The "buzz" exploded a few days ago with this site. "Official" application requests for Windows Phone 7, vendors and services that don't have a presence (an official one anyway) on the Microsoft phone platform. I have to ask though, do we really need an "official" app?
Okay, let's take a few steps back before we go forward. What exactly is an "official" app. I would say it's a) an app written by the service owner (Instagram, Pinterest, Twitter, etc.) or maybe b) an app officially endorsed by the service owner. In any case it's considered sanctioned, blessed, whatever. Foursquare, Flickr, Groupon, Twitter, YouTube, etc. all have apps like this. In the case of apps like YouTube and Twitter you'll see the application publisher is Microsoft. These guys might have deferred the creation of the apps to Microsoft or the publishing or both.
People see these apps as *the* app they should get if they want to use that service on their phone. Apps turn into verbs and users are told to use Evernote to use their service on their phone. With the moniker of being an official app I suppose it carries a bit of levity as far as stability and reliability.
Or does it?
In the case of longevity it might be the case. As long as ESPN is on the air, they'll have an ESPN ScoreCenter app. Or will they? Budgets come and go so if I was a manager and looked at "trimming the fat" I might consider lopping off the mobile developers and abandoning that early. After all, how much revenue does a free app on a phone get you? I do think once the genie is out of the bottle that organizations will at least try to keep that division running and we haven't seen too many apps fall by the wayside. So yeah, it's probably a safe bet that "official" apps will stay around as long as the service is there.
On the reliability side it's a different story. What's the number #1 request on the user voice site right now? Facebook. Wait, that has an "official" app doesn't it? It was built by Clarity Consulting but looking at the comments on the uservoice site and on the marketplace you see things like "They need to fix this", "Add some new features", and "Need a lot of work!!". The Twitter app, IMHO, is another fine example of an "official" app generally gone wrong. No live tiles, it's been out for 16 months and it's only on version 1.3 and last time I used it I couldn't even do a "reply all" on a tweet. Frustrating.
Official apps may be no better than 3rd party ones out there so don't be fooled by the "official" title. Indie apps are built by developers with a passion, official apps might in some cases be considered an IT expense.
The first thing you have to look at, does the vendor or service have an app? On any platform. If they don't then the next question (besides should they) might be, is there a way to get one on there? Are there any data sources available. Obviously if they have a web presence then they have data but it may not be publicly consumable. If they do have an app, is it good enough. What are the reviews like? Is it meeting the needs of the many and providing a way to access their services to do everything. Is that the purpose of the app? Sometimes apps are supplements to the on-site services they have available and not a substitute. Aside from services, does the app work correctly, doesn't crash, is quick to respond, is updated frequently to align to new features the service offers, etc.

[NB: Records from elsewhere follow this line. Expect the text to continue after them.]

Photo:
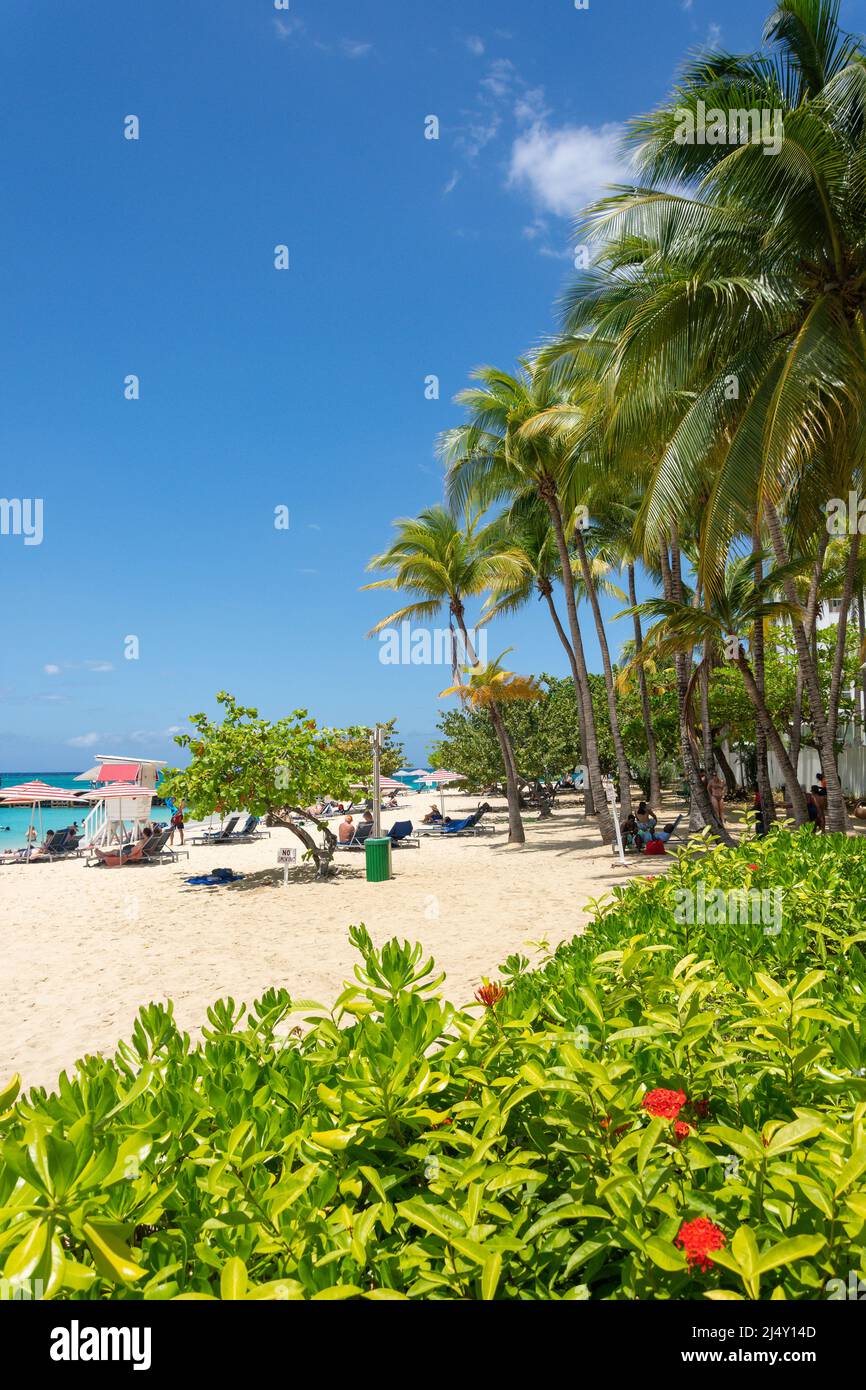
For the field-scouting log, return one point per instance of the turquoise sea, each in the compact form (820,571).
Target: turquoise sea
(14,820)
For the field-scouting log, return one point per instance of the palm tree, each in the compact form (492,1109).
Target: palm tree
(489,459)
(527,531)
(733,303)
(489,687)
(740,602)
(442,565)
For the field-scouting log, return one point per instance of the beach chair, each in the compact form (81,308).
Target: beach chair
(248,831)
(401,836)
(116,855)
(157,851)
(362,833)
(469,826)
(217,836)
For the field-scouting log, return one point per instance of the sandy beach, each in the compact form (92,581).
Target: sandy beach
(84,948)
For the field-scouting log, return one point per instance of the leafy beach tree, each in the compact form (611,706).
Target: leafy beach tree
(274,769)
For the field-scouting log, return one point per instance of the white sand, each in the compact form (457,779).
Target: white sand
(84,948)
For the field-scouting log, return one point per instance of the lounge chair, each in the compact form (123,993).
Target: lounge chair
(116,855)
(362,833)
(217,836)
(157,849)
(401,836)
(469,826)
(249,830)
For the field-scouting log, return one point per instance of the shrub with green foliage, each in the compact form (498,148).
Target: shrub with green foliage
(663,1109)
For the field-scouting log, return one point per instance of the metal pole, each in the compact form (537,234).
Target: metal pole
(377,790)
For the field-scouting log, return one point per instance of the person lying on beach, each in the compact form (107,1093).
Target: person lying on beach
(631,836)
(645,819)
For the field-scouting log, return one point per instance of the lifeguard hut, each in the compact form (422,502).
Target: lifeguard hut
(123,790)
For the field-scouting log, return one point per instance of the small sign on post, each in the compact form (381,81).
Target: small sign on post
(287,858)
(610,797)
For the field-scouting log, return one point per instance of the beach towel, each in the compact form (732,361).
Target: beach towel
(655,847)
(216,877)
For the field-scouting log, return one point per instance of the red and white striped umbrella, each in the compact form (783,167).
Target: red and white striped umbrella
(32,794)
(35,794)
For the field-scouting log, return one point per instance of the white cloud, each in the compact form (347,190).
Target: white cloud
(291,28)
(355,49)
(563,168)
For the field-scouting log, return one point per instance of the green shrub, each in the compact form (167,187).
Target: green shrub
(396,1147)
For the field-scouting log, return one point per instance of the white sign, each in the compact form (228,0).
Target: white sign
(285,858)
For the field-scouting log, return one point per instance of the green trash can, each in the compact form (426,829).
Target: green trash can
(378,859)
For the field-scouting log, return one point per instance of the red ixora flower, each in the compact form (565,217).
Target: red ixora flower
(699,1239)
(489,995)
(665,1105)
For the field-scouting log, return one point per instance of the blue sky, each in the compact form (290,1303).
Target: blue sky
(263,388)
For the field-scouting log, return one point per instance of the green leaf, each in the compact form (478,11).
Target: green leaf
(798,1247)
(852,1169)
(489,1276)
(111,1255)
(234,1280)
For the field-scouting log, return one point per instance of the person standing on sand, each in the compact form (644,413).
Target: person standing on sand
(716,790)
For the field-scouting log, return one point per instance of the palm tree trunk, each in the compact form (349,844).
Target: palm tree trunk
(812,605)
(727,772)
(516,831)
(652,748)
(622,762)
(798,797)
(837,812)
(862,634)
(706,731)
(701,805)
(762,773)
(838,656)
(563,637)
(512,784)
(594,767)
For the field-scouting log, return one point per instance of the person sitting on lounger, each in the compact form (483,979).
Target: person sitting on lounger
(631,834)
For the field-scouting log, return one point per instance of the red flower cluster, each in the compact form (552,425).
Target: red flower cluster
(489,995)
(699,1239)
(665,1105)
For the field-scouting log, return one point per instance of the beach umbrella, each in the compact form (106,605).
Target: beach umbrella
(35,794)
(441,779)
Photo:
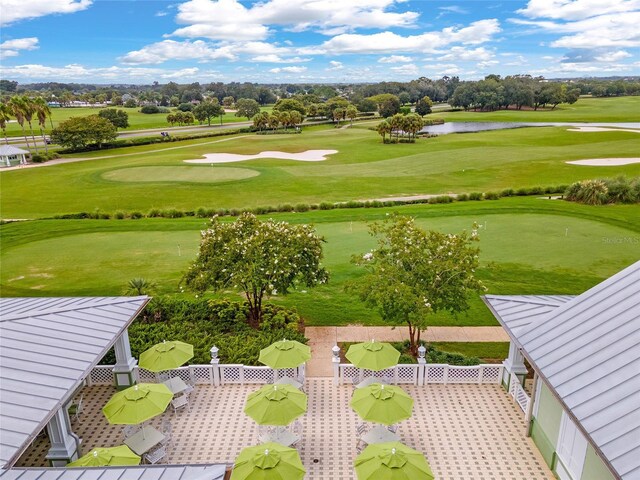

If they do have an API is it a) publicly consumable and b) is it full featured? One stumbling block I hit with producing an Instagram app for Windows Phone was that they didn't provide a way for users to register new accounts or upload photographs, a cornerstone to the service itself. This can be frustrating so before you embark on perhaps building something check to see if you can do it.
So what's the value-add for you building an application, either as the only application on that platform or a supplement to a broken or limited-functional "official" app? Are you making it better or filling in the gaps the official app is missing? What happens when the official app maybe catches up and delivers that functionality. Now you're playing a game with the official team and you might not win that battle. Something interesting with something like Foursquare is that the reviews are not too horrible (some good, some bad) but looking at the reviews and functionality of something like 4th & Mayor is that the official app came out long after Jeff Wilcox's version. Was it too little and too late? Jeff constantly updates the app not only for stabilization but new features. The reviews, UX, and stability of this "unofficial" app outweighs the popularity of the "official" one, although I think this an exception to the rule. Again, this is a good example of a labor of love vs. an IT project.
I think it's great we have the official apps on the Windows Phone but I think it's even better that we have public APIs, a nice development platform, and a passionate community that wants to do better. If all we do is accept the official apps then we're not pushing the envelope. Sometimes that's just not good enough and we as a community deserve better. Support it by showing your voice on sites like the Marketplace Request site, by blogging about it, and by pushing services to provide the ability for developers to step in and help out.
As for vendors and service owners, please do us a favor by exposing your APIs and letting developers do what they do best, develop. Focus on your service if you want and put it out there for others to pick up the ball and run with it. Keep on top of what's out there, help us by helping you, and you might be surprised in what we might be able to accomplish. It's like I tell game studios, focus on building your game. The development community will stand up and provide the supplemental tools that will build the community for you, you just have to give us the tools to do what we're passionate about.